Designing for Failure: The Architecture of Financial Resilience

We have become virtually "zero tolerant" for digital failures. Customers expect seamless, 24/7 always-on services, regardless of maintenance windows (like backups or software upgrades), peak loads, or even disasters.

For financial institutions, the stakes are even higher: downtime doesn’t just disrupt transactions. It erodes trust, breaches compliance, and damages reputation. Achieving near-zero downtime has become a non-negotiable requirement, driving IT teams to implement increasingly sophisticated strategies to ensure availability, protect data integrity, and reduce recovery times.

At the same time, regulatory frameworks like DORA (Digital Operational Resilience Act) in the EU, the Operational Resilience Framework (CP29/19) in the UK or the Hong Kong Supervisory Policy Manual OR-2, now mandate digital resilience in the financial sector. Compliance is not just about avoiding penalties, it’s about securing trust and ensuring operational continuity.

To meet these demands, a wide range of IT techniques are deployed to enable high availability. However, this significantly increases system complexity, particularly in non-functional testing.

At a high level, these approaches can be grouped into four key categories:

1. Prevent Failures by Design

Design, build, test, and deploy software in a way that minimizes bugs and failures. This includes:

Adherence to coding guidelines, automated code quality checks, and peer reviews
Comprehensive automated testing
Automated deployment pipelines using the same packages across environments, ideally containerized (e.g., Docker)
Using programming languages and frameworks that enforce strict standards (e.g., strong typing, default initialization, zero-division handling)
Choosing mature libraries and open-source components validated by large communities
Designing for modularity to encapsulate issues and enable rapid redeployment of individual modules when needed
…

2. Build for Resilience

Systems must be able to limit the impact of bugs or failures through isolation (to prevent cascading effects) and self-healing (to recover automatically). Tactics include:

Load balancers
Circuit breaker patterns
Timeouts and throttling (bulkheads)
Elastic scalability
Graceful degradation (e.g. serving cached or canned responses, switching to read-only mode…)
Idempotent service design
Retry/recycling logic
Delta-based data handling (to fix past errors and replay only valid operations)
Automatic failover and health checks

These systems should be tested in production via chaos engineering, the practice of intentionally injecting failures to reveal weaknesses before they cause real harm.

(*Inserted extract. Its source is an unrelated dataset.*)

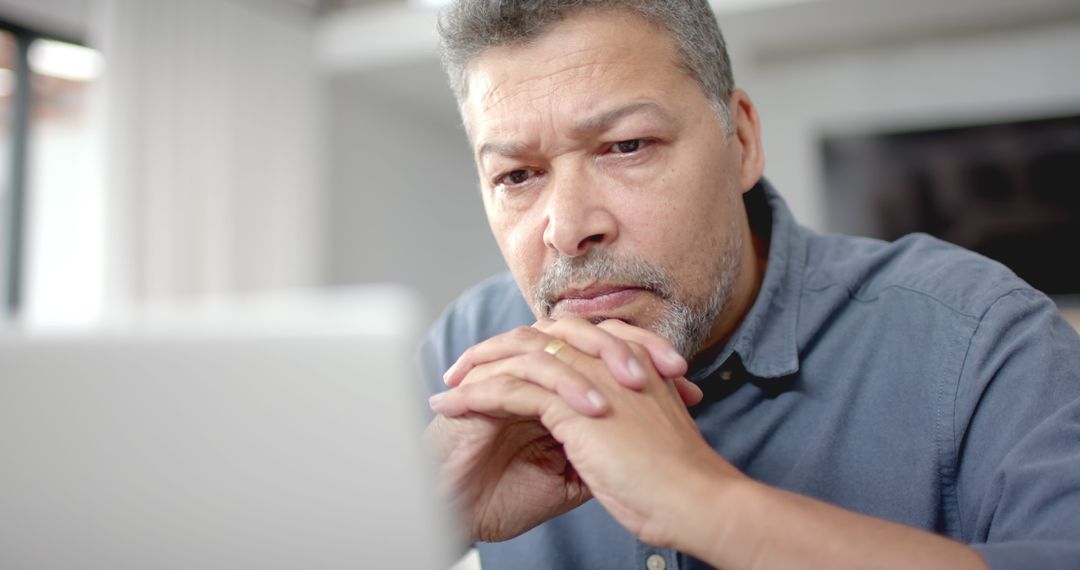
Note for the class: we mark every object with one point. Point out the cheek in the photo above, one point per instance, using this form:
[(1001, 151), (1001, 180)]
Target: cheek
[(521, 243)]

3. Redundancy Across All Layers

Redundancy means deploying backup platforms across different infrastructures (e.g. cloud providers, operating systems, data centers) to reduce the risk of simultaneous failures. Key principles include:

Redundancy in compute (stateless components) and storage (stateful components)
Multi-node clusters for both scalability and fault tolerance
When significant synchronization is required between different nodes (e.g., communication between stateless and stateful components), low latency between those nodes is essential. Ideally, these nodes should reside within the same data center or in geographically close data centers. In such cases, they can form a stretched cluster, enabling synchronous operations. However, when latency is too high—typically due to geographical distance, we refer to the secondary location as a Disaster Recovery (DR) site, which is not synchronized in real time but operates in asynchronous mode.
Various redundancy strategies can be applied depending on architectural and business needs:
- Redundancy within a single data center or across Availability Zones (Multi-AZ), where an AZ is a physically distinct data center (or group of centers) within a region. For higher availability and fault tolerance, organizations can opt for multi-regionor even multi-cloud setups.
- Redundancy levels may vary per component (stateless or stateful) and can range from a single replica to multiple copies, depending on criticality. Redundancy types can include hot, warm, cold, or glacier (archival) storage.
- Redundancy configurations include:
- Active/Passive: Only the primary infrastructure is active under normal conditions. The passive environment can vary in readiness, from near-instant failover to requiring manual activation or even full hardware spin-up. As only one side is active, unidirectional synchronization is typically sufficient.
- Active/Active: Both infrastructures are fully operational and synchronized bidirectionally. This setup is more complex but offers better fault tolerance, higher availability, and more efficient use of resources.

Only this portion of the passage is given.